Housing is a fragmented subject, divided by the interests of diverse sectors of the population. While acquiring affordable housing is a basic premise, the specific needs of disadvantaged persons such as mental health consumers differ from those of Aboriginals, the poor, women, children, elderly, homeless, immigrants and refugees.

The Canadian Housing Library has catalogued articles on the various issues of housing and homelessness that cross many traditional areas of study such as health, geography, urban planning and economics. The key instruments used in this research have been the Internet, libraries, and academic databases maintained by organizations such as institutions, corporations, government and private consultants.
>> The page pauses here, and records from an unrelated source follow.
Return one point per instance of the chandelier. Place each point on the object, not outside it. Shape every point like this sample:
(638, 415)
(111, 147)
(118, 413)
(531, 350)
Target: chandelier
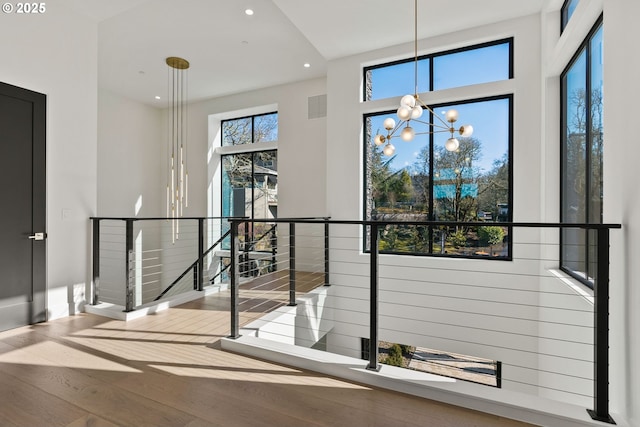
(412, 108)
(177, 177)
The research is divided into grey and white literature and further sub-divided by research heading. The grey literature on housing and homelessness is classified by the following headings: infrastructure, psychiatric survivors, affordable housing, poor, general, women and children, health, cross groups, legislative reports, substance abuse, budget issue, literature review, housing market, policy, immigrant/refugee, senior, youth and Aboriginal. The white literature is comprised of 15 research headings: senior, psychiatric survivors, substance abuse, children/adolescent, women, health, immigrant/refugee, disabled, policy, infrastructure, affordable housing, gender, poor, urban/rural areas and the Canadian perspective on housing. The Canadian Housing Library is there to strengthen ties among researchers and institutions. The compiled research is a strategic tool that will open the lines of communication among persons working in the field of housing research.